What is the Mujahedeen-e Khalq?

(Note: See Ken Hechtman’s further information on the MEK, below.)

That’s the organization that Daniel (“moderate Islam is the solution”) Pipes supports as the main opposition group to the Iranian regime. Pipes didn’t mention that the U.S. government has officially designated the Mujahedeen as a terrorist organization. Why is King Dan (see my Dylan take-off about him) hanging out with these people? Inquiring minds would like to know.

Iran-Interlink, formed for the purpose of exposing and opposing the Mujahedeen, has many articles. Here is general background on the Mujahedeen. Here is information on the group’s founder, whom Iran-Interlink calls a cult leader, and his daughter and successor, whom Pipes heard speak in Paris and praised for giving a speech “blessedly free” of anti-U.S. and anti-Israel statements, clearly suggesting that this is not the way she normally speaks. And here is the speech that so excited Pipes.

- end of initial entry -

Ken Hechtman writes:

The MEK is a breakaway faction of the old Iranian Communist Party. After the coup of 1953, they figured out Marxism wouldn’t sell in Iran without a green coat of paint on it, so they put one on, thin and transparent though it might be. They are no more Muslim than you are. One of the give-aways is how much they hate the Sadrists in Iraq. The Sadrists really are the Marxist-Muslim fusion that the MEK pretends to be. I may have mentioned the Quebec politician Amir Khadir in one post or another, I worked for him in the 2003 and 2007 provincial elections. Amir’s brother Omid has a seat on the MEK central committee. Omid was in town in 2004 and I got to do a 45 minute interview with him. The Mirror never published it but I still have the notes if you’re interested.

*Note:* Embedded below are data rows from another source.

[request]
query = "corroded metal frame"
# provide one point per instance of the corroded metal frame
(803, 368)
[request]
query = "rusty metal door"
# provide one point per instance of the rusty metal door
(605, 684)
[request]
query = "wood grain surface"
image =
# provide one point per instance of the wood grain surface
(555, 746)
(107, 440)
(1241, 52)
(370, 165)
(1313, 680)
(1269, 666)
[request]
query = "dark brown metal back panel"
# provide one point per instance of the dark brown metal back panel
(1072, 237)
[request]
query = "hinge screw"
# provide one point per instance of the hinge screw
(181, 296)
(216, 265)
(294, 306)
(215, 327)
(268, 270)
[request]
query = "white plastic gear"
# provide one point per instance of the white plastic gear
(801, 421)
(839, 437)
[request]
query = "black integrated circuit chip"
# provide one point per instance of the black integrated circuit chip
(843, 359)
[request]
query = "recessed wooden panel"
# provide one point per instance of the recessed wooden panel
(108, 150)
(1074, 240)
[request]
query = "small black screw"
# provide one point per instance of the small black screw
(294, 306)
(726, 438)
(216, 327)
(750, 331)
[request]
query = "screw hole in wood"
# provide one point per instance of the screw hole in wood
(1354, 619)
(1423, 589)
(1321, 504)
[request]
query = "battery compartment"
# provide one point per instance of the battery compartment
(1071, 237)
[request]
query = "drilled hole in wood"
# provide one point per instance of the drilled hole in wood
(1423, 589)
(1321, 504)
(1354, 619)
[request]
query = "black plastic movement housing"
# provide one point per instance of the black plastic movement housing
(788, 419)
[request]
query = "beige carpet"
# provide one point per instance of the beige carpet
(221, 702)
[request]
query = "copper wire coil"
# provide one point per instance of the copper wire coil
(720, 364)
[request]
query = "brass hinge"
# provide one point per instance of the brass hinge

I have to laugh a little bit at the neocons backing the MEK. The US could have had a far more conservative Iranian government for free simply by letting Mossadegh’s election stand fifty years ago. Now these small-c communists are the best deal we’re going to get.

Anna writes (June 22, posted June 25):

It is clear that what we are witnessing in Iran is not a revolution, simply an internal power struggle.

Yet, I see possibilities. Iran is a relatively well-educated society with strong pre-Islamic roots. The election results affected all voters and, therefore, gave a great mix of people (e.g. age, gender, education, occupation) a point of coalescence. The photos of the large demonstrations in the election aftermath showed a massive number of people who appeared both energized and well-behaved. The rooftop shouts of “Allahu Akbar” and “Marg Bar Diktator” seem to have a dimension beyond the mere translation of the words.

As far as an appropriate assessment of the situation by the U.S. goes, Mr. Bolton’s “cheat sheet rundown” should be on Obama’s desk. As for me, recalling reading history on these very pages of the West’s long learning curve toward good governance, I see possibilities.